Another time, at a military entrance processing station—a separate building to which I often had to go as my application inched forward in the army bureaucracy—I saw a poster on a wall that read: “Desertion in the time of war means death by a firing squad.”

I watched a young man and woman standing under the poster.

“Oh my God,” she said, “can they really do that?” I wondered the same thing as I was made to sign a paper saying that I had read and understood the poster.

Finally, in mid-April 2002—just a month shy of my twenty-fourth birthday—I learned from Van Houten that the army had cleared all of my medical tests and paperwork. I was fit to join the United States Army, he said, and I would do my country proud. He explained that I would receive $1,200 a month in salary and commit to a three-year contract.
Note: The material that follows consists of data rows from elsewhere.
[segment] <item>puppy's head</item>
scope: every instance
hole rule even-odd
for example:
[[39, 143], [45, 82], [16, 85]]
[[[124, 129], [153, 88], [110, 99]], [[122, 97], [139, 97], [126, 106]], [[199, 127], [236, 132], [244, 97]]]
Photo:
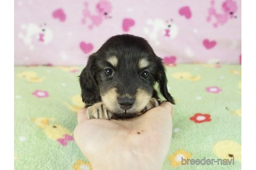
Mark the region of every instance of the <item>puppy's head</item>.
[[109, 111], [123, 118], [137, 116], [151, 97], [158, 99], [156, 82], [166, 100], [174, 104], [161, 58], [146, 40], [133, 35], [109, 39], [89, 57], [80, 81], [84, 102], [101, 101]]

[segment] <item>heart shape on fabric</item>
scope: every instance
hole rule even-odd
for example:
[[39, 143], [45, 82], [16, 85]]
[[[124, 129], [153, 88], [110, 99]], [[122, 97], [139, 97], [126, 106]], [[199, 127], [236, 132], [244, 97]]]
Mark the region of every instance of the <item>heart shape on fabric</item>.
[[214, 47], [216, 44], [217, 42], [215, 41], [210, 41], [208, 39], [205, 39], [203, 41], [203, 46], [208, 50]]
[[135, 24], [135, 22], [132, 19], [125, 18], [123, 20], [122, 27], [124, 32], [128, 32], [130, 28]]
[[165, 56], [163, 58], [163, 61], [167, 64], [175, 64], [176, 60], [176, 56]]
[[58, 9], [53, 12], [53, 17], [59, 19], [61, 22], [64, 22], [66, 20], [66, 14], [62, 9]]
[[190, 8], [188, 6], [181, 8], [178, 10], [178, 13], [181, 16], [184, 16], [186, 19], [190, 19], [192, 16]]
[[82, 51], [85, 53], [87, 53], [90, 52], [93, 49], [93, 46], [91, 43], [86, 43], [85, 42], [80, 42], [80, 48]]

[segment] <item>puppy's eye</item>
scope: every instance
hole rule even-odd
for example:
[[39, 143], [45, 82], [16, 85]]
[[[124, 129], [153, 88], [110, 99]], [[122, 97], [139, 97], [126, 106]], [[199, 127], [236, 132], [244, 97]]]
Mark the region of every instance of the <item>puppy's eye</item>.
[[114, 71], [110, 68], [108, 68], [104, 69], [104, 73], [106, 75], [108, 76], [110, 76], [114, 74]]
[[142, 76], [144, 78], [146, 78], [149, 76], [149, 72], [148, 71], [143, 71], [140, 73], [140, 76]]

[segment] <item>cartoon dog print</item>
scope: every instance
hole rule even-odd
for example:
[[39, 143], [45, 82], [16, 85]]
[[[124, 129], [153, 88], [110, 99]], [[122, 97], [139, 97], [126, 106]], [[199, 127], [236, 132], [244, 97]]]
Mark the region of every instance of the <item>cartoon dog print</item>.
[[54, 118], [32, 118], [39, 128], [42, 128], [46, 136], [53, 140], [57, 141], [62, 146], [66, 146], [68, 141], [74, 140], [70, 131], [67, 128], [57, 123], [50, 123]]
[[30, 50], [34, 49], [33, 40], [37, 40], [45, 45], [52, 41], [53, 37], [53, 31], [46, 26], [46, 24], [38, 25], [30, 23], [22, 24], [21, 30], [25, 31], [24, 34], [20, 32], [18, 36], [21, 38]]
[[160, 45], [158, 36], [173, 39], [178, 34], [178, 27], [173, 23], [172, 19], [167, 21], [160, 19], [148, 19], [147, 24], [150, 27], [152, 26], [152, 29], [150, 30], [149, 27], [146, 27], [144, 28], [144, 33], [149, 36], [151, 40], [155, 41], [156, 45]]
[[33, 72], [23, 72], [17, 74], [18, 78], [25, 78], [29, 82], [39, 82], [44, 80], [45, 77], [39, 78], [37, 77], [37, 74]]
[[92, 15], [89, 10], [88, 3], [86, 2], [84, 3], [85, 9], [83, 10], [83, 18], [82, 23], [84, 24], [86, 23], [87, 18], [91, 21], [91, 23], [88, 26], [89, 29], [93, 29], [94, 26], [99, 26], [101, 24], [104, 19], [111, 18], [109, 13], [112, 10], [112, 6], [110, 3], [106, 0], [100, 0], [96, 4], [96, 10], [97, 14]]
[[236, 18], [235, 16], [237, 10], [237, 6], [235, 1], [233, 0], [225, 0], [222, 5], [222, 13], [217, 13], [214, 7], [215, 1], [211, 1], [211, 7], [209, 8], [207, 21], [211, 22], [212, 17], [215, 18], [216, 22], [213, 23], [213, 26], [217, 27], [219, 25], [223, 25], [228, 20]]

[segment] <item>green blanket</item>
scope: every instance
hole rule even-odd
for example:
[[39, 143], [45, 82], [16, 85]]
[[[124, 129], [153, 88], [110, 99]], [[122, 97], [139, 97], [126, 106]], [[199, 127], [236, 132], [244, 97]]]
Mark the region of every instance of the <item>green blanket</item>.
[[[90, 169], [73, 138], [82, 68], [15, 67], [16, 169]], [[176, 105], [163, 169], [240, 169], [241, 66], [180, 64], [167, 74]]]

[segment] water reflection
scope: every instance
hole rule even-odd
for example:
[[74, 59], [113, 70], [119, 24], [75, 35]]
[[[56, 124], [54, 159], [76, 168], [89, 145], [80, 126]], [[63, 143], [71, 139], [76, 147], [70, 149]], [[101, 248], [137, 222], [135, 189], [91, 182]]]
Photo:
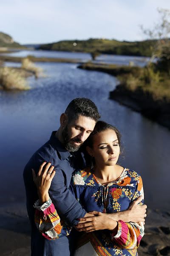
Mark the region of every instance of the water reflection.
[[122, 133], [126, 150], [120, 162], [142, 175], [149, 207], [169, 209], [169, 131], [109, 99], [109, 92], [117, 82], [112, 76], [79, 70], [75, 64], [37, 64], [45, 70], [46, 78], [29, 78], [32, 89], [28, 91], [0, 93], [0, 157], [5, 181], [1, 184], [1, 203], [24, 200], [22, 173], [26, 163], [57, 128], [68, 103], [75, 97], [86, 97], [97, 105], [102, 119]]

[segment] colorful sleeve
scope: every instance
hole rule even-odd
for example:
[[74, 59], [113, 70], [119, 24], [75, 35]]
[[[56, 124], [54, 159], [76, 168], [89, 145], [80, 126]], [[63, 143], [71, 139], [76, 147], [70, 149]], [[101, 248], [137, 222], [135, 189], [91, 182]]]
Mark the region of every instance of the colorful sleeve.
[[49, 240], [59, 238], [62, 226], [51, 199], [50, 198], [42, 205], [38, 200], [34, 207], [36, 208], [34, 221], [42, 235]]
[[[144, 197], [142, 180], [140, 176], [137, 182], [136, 189], [132, 199], [133, 201], [140, 195]], [[143, 199], [139, 204], [143, 204]], [[144, 235], [144, 226], [142, 223], [118, 221], [118, 231], [116, 234], [111, 234], [112, 240], [123, 249], [132, 250], [138, 248], [140, 241]]]

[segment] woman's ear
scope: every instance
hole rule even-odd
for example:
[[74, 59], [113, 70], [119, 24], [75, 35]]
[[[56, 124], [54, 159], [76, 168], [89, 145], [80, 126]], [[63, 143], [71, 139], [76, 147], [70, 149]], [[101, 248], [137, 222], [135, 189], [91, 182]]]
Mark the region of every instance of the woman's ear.
[[93, 157], [93, 150], [91, 148], [89, 147], [88, 146], [87, 146], [86, 147], [86, 150], [88, 154], [91, 157]]
[[62, 113], [62, 114], [61, 115], [60, 121], [61, 126], [65, 126], [67, 124], [68, 122], [68, 117], [65, 113]]

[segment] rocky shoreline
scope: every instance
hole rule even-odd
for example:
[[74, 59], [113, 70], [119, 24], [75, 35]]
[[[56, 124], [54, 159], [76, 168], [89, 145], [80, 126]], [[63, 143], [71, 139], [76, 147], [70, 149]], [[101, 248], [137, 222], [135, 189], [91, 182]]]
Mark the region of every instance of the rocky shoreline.
[[170, 129], [170, 102], [154, 100], [149, 93], [139, 89], [130, 91], [121, 84], [110, 92], [110, 98]]
[[[139, 255], [170, 255], [170, 212], [149, 209], [147, 213]], [[1, 255], [30, 255], [31, 230], [25, 203], [1, 207], [0, 215]]]

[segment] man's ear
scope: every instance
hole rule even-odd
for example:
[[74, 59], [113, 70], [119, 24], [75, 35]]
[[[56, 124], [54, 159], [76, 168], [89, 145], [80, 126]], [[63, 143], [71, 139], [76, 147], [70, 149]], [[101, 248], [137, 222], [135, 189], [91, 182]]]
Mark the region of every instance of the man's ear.
[[87, 146], [86, 147], [86, 150], [88, 154], [91, 157], [93, 157], [93, 150], [91, 148], [89, 147], [88, 146]]
[[68, 117], [65, 113], [62, 113], [62, 114], [61, 115], [60, 121], [61, 126], [65, 126], [67, 124], [68, 122]]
He did not tell me what I would learn only later—that the army could recall me anytime it wanted up to seven years after I signed up.

One last time, before signing, I asked Van Houten for reassurance that I would not be sent into combat and that I would be allowed to live with my family and work for the army in the United States.

“If World War Three breaks out and they are sending everybody overseas, then you could be required to do duty as well,” he said. “But even then, it would be unlikely. Because of your growing family, you would be the last person to be sent overseas.”

That seemed reasonable to me.

To seal the deal, Staff Sergeant Van Houten looked me in the eye, man to man, shook my hand, and said, “Soldier, you ain't got anything to worry about. You're going to be building bridges in the continental United States and home with your family every evening.”